Scripts invoked by the build

Scripts invoked by the build (GN or Ninja) are executed with Python 3.8.

The build system ensures that all python scripts are executed by the interpreter that is installed as part of a Fuchsia source checkout.

Other scripts

Scripts that are invoked directly should use python in the shebang and be compatible with both 2 and 3: #!/usr/bin/env python.

Developers working on Fuchsia modules may use various platforms. Some platforms include Python 2 and not Python 3 and vice versa. Until Python 3 is included in the prominent development environments we support, we should support Python 2.

While Python 2 is supported, test scripts on both versions.

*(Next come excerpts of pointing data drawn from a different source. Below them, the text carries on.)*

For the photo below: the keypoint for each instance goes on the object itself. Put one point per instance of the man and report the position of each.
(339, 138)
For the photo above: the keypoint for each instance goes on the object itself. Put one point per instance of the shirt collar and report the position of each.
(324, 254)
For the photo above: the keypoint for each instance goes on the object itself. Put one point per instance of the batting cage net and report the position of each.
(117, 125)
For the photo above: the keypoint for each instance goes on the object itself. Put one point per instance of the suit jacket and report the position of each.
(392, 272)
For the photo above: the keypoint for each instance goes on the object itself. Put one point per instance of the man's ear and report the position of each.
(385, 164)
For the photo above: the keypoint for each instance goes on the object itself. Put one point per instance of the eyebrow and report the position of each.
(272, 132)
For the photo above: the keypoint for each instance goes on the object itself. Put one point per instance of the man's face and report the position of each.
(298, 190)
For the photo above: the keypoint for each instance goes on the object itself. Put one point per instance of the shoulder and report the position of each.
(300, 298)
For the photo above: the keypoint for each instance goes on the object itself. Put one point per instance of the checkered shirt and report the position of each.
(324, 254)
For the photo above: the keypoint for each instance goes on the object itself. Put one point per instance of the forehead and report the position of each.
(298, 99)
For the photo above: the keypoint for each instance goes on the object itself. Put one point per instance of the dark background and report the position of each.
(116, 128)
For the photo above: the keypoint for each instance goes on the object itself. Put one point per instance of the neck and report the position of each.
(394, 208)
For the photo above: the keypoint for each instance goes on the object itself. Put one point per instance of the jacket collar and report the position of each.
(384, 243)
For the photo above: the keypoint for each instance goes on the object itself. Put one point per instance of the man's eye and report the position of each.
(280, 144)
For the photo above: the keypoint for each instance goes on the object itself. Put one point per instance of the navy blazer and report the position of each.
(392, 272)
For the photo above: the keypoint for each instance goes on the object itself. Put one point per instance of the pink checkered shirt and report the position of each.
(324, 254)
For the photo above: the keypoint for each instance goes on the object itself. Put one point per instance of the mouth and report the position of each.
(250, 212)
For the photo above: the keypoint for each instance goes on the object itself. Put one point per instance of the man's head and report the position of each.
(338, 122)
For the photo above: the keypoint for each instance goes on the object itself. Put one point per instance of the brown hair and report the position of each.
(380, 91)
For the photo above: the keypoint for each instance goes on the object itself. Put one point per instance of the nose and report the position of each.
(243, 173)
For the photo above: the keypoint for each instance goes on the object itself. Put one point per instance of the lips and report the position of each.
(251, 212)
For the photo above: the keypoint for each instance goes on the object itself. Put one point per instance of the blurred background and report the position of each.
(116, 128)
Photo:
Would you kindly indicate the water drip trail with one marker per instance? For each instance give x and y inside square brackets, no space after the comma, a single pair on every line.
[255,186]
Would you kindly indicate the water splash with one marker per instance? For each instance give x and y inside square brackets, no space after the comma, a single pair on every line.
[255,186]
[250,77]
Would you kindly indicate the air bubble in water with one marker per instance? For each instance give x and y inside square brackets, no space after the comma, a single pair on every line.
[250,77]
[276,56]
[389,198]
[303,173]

Any policy change will be reflected in this document.

Multiple Inheritance

Multiple inheritance is strongly discouraged. This is for the same reason listed in the Google C++ style guide: risk of "diamond" inheritance patterns, which are prone to confusion. If a case is found where avoiding multiple inheritance is unreasonable, all classes involved must initially inherit from the base class object, which governs which multiple inheritance scheme is used.

Use Unicode for Text

In scripts that support Python 2.x (see Python versions), explicitly declare text strings as unicode and binary data as bytes, using u"", unicode(), unichr() and b"", bytes(), byte() respectively. Python 3.x defaults to using Unicode for strings, so this guideline will be removed when support for Python 2 is dropped.

Yes:

  a = u"Hello"  # Unicode constant.
  b = unicode(foo)  # Convert to Unicode.
  c = unichr(c)  # Convert to Unicode.
  d = io.open("bar.txt").read()  # Read text as Unicode.
No:

  a = "Hello"  # Ambiguous (depends on Python version).
  b = str(foo)  # Convert to ascii.
  c = chr(c)  # Convert to ascii.
  d = open("bar.txt").read()  # Read text as ascii.

Refinements

The following refinements we make to the Google Python style guide are largely choices between variations. For example, if the style guide says you may do A, B, or C we may choose to favor B and avoid the other choices.

Indentation

Avoid aligning with opening delimiter. Prefer instead to indent using fixed (4 space) indentation.

(See Indentation in the Google Python style guide for comparison.)

Statements

Avoid creating single line statements, even with if statements.

Yes:

    if foo:
        bar(foo)
No:

    if foo: bar(foo)

(See Statements in the Google Python style guide for comparison.)

Type annotations

In scripts that support Python 2 (see Python versions), type annotations will not be used.

(See Type Annotations in the Google Python style guide for comparison.)

Strings

Prefer double quotes for strings ("). Use single quotes when the declaration is more readable with single quotes. For example, 'The cat said "Meow"' is more readable than "The cat said \\"Meow\\"".

(See Strings in the Google Python style guide for comparison.)

Be consistent

Be consistent within a large scope. Avoid displaying small pockets of consistency within Fuchsia. Being consistent within only a single file or directory is not consistency.

Within third_party, the intent is to follow the existing style for that project or library. Look for a style guide within that library as appropriate.